Getting top-management buy-in into IT is key to the success of the Enterprise IT Leader. However, in many intelligent Indian enterprises this is no longer a concern area for the Enterprise IT Leader, as visionary boards of directors and CEOs already understand the strategic edge that IT can provide to businesses. Though they don’t understand the nuts and bolts of IT, they understand the value that IT brings and thus more and more enterprises are becoming a knowledge-based organization as a strategic objective.

Unfortunately for the Enterprise IT Leader, this is no cause for celebration. While the board and the CEO support IT to the hilt, the support often ends at budgetary sanctions and encouragement. The board and CEO understand that many IT initiatives take a year or a couple of years to deliver results and that dovetails in quite nicely with the strategic vision that the board has, which is usually long-term too.
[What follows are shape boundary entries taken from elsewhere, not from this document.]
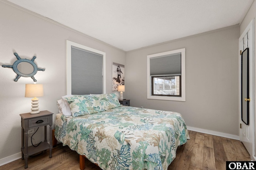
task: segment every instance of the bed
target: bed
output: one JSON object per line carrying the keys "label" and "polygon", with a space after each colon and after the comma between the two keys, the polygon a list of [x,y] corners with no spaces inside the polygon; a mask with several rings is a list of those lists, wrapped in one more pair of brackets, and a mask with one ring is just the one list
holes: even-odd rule
{"label": "bed", "polygon": [[86,157],[102,169],[167,170],[189,139],[180,114],[122,106],[114,93],[66,96],[58,107],[55,138],[81,169]]}

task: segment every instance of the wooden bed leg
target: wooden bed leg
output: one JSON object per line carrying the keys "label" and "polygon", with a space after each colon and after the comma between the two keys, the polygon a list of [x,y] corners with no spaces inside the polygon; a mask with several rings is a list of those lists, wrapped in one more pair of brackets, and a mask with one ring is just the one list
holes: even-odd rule
{"label": "wooden bed leg", "polygon": [[57,146],[57,139],[55,138],[55,136],[54,136],[54,132],[55,131],[55,129],[53,129],[52,130],[52,147],[54,147]]}
{"label": "wooden bed leg", "polygon": [[85,157],[83,155],[79,155],[80,169],[83,170],[85,168]]}

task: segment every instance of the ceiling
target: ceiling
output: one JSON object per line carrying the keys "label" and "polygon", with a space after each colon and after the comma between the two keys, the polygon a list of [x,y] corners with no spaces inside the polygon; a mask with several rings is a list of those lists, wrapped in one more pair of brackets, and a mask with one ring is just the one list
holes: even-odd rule
{"label": "ceiling", "polygon": [[125,51],[240,24],[253,0],[7,0]]}

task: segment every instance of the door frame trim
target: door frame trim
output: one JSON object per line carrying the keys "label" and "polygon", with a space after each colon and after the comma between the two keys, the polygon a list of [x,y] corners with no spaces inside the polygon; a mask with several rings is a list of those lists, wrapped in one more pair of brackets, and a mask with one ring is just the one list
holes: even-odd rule
{"label": "door frame trim", "polygon": [[[248,152],[250,154],[251,159],[252,160],[256,160],[256,157],[255,156],[255,123],[256,120],[255,119],[255,20],[254,18],[251,21],[250,24],[248,25],[246,28],[244,30],[243,33],[241,35],[239,39],[239,52],[238,52],[238,71],[239,71],[239,89],[238,89],[238,113],[239,113],[239,127],[240,127],[240,124],[242,124],[242,128],[239,128],[239,138],[240,141],[242,141],[241,133],[242,130],[243,126],[247,126],[242,121],[241,118],[241,55],[240,54],[240,51],[244,51],[243,49],[243,44],[241,42],[242,39],[246,35],[247,32],[251,30],[252,31],[252,34],[249,35],[248,44],[248,47],[249,48],[249,80],[250,83],[249,85],[250,97],[250,102],[249,106],[250,109],[250,114],[249,115],[249,133],[250,135],[252,136],[252,141],[251,149],[250,150],[248,150]],[[250,41],[252,41],[251,42]]]}

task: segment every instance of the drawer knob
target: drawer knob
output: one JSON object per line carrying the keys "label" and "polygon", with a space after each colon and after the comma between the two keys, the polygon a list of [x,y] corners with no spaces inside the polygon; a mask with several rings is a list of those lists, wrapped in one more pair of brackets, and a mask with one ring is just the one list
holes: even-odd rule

But on the ground, what makes the difference between success and failure is user acceptance. Mid-management has a huge role to play here since a vast majority of users directly report into this management layer. However, mid-management doesn’t operate at the strategic vision level, concerned as they are with day-to-day issues, which lead to quarterly results, half-yearly results and at best annual results.

Anything beyond this leads to a lack of interest and as a result IT suffers. Implementations are delayed because of lack of support, functional managers nominated to be part of committees overseeing IT implementations don’t seem very interested and even when implementations are completed, there is user resistance to change and this results in even more frustration for the Enterprise IT Leader.

How do Enterprise IT Leaders tackle this issue? Since this is a mindset issue, pat answers that say ‘training’ and so on are obviously not meaningful solutions.

I think, the key here is building a people-friendly face to IT. Enterprise IT Leaders and their subordinates are technologists and often geeks and as a result, people-friendliness comes much lower on their priority list as compared to ensuring that systems are shipshape and humming along like clockwork. Unfortunately, while this brings about greater efficiency, it doesn’t win anyone friends, especially at the mid-management layer.

One suggestion would be, that Enterprise IT Leaders get their subordinates involved in building active networks and communities of practice with other functional mid-management heads. Helping IT mid-management co-ordinate better with functional mid-management will build and facilitate a collaborative culture and will yield results in the form of greater functional mid-management support for IT. Also, mid-management needs to be educated about the strategic importance of IT and benefits need to be demonstrated to build confidence and reduce resistance to change.